A vulnerability was found in Hitachi JP1 IT Desktop Management 2 on Windows. It has been classified as problematic. This affects an unknown part. The manipulation leads to use of web browser cache containing sensitive information. This vulnerability is uniquely identified as CVE-2025-27525. An attack has to be approached locally. There is no exploit available. It is recommended to upgrade the affected component.

A vulnerability was found in Campcodes Sales and Inventory System 1.0 and classified as critical. Affected by this issue is some unknown functionality of the file /pages/cash_transaction.php. The manipulation of the argument cid leads to sql injection. This vulnerability is handled as CVE-2025-4719. The attack may be launched remotely. Furthermore, there is an exploit available.

A vulnerability has been found in Campcodes Sales and Inventory System 1.0 and classified as critical. Affected by this vulnerability is an unknown functionality of the file /pages/customer_add.php. The manipulation of the argument last leads to sql injection. This vulnerability is known as CVE-2025-4718. The attack can be launched remotely. Furthermore, there is an exploit available. Other parameters might be affected as well.

A vulnerability, which was classified as critical, was found in PHPGurukul Company Visitor Management System 2.0. Affected is an unknown function of the file /visitors-form.php. The manipulation of the argument fullname leads to sql injection. This vulnerability is traded as CVE-2025-4717. It is possible to launch the attack remotely. Furthermore, there is an exploit available.

A vulnerability, which was classified as problematic, has been found in Microsoft Windows. This issue affects some unknown processing of the component xrm-ms File Handler. The manipulation leads to xml injection. The attack may be initiated remotely. Furthermore, there is an exploit available.

A vulnerability classified as problematic was found in Hitachi JP1 IT Desktop Management 2 on Windows. This vulnerability affects unknown code. The manipulation leads to xml external entity reference. This vulnerability was named CVE-2025-27523. The attack can be initiated remotely. There is no exploit available. It is recommended to upgrade the affected component.

A vulnerability classified as problematic has been found in Hitachi JP1 IT Desktop Management 2 on Windows. This affects an unknown part. The manipulation leads to inadequate encryption strength. This vulnerability is uniquely identified as CVE-2025-27524. It is possible to initiate the attack remotely. There is no exploit available. It is recommended to upgrade the affected component.

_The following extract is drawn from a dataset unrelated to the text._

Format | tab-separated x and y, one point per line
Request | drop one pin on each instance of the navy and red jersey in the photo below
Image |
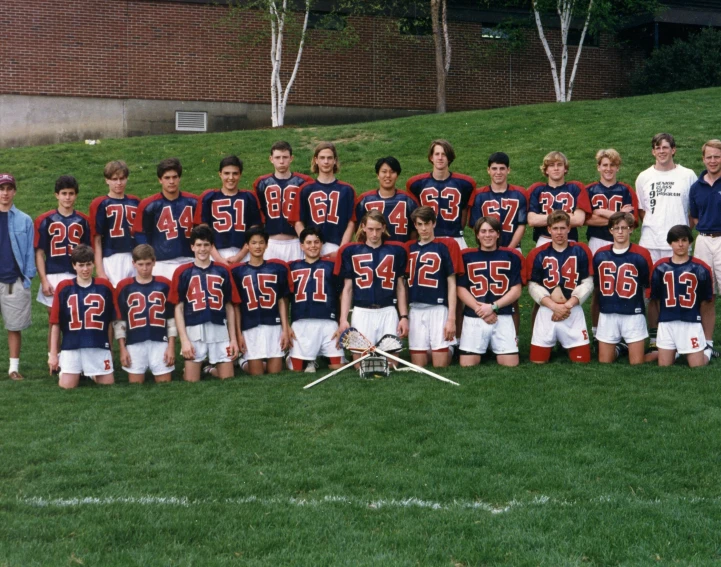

A vulnerability was found in Campcodes Sales and Inventory System 1.0. It has been rated as critical. Affected by this issue is some unknown functionality of the file /pages/credit_transaction_add.php. The manipulation of the argument prod_name leads to sql injection. This vulnerability is handled as CVE-2025-4716. The attack may be launched remotely. Furthermore, there is an exploit available.

A vulnerability was found in Campcodes Sales and Inventory System 1.0. It has been declared as critical. Affected by this vulnerability is an unknown functionality of the file /pages/view_application.php. The manipulation of the argument cid leads to sql injection. This vulnerability is known as CVE-2025-4715. The attack can be launched remotely. Furthermore, there is an exploit available.

A vulnerability was found in Campcodes Sales and Inventory System 1.0. It has been classified as critical. Affected is an unknown function of the file /pages/reprint.php. The manipulation of the argument sid leads to sql injection. This vulnerability is traded as CVE-2025-4714. It is possible to launch the attack remotely. Furthermore, there is an exploit available.

A vulnerability was found in Campcodes Sales and Inventory System 1.0 and classified as critical. This issue affects some unknown processing of the file /pages/print.php. The manipulation of the argument sid leads to sql injection. The identification of this vulnerability is CVE-2025-4713. The attack may be initiated remotely. Furthermore, there is an exploit available.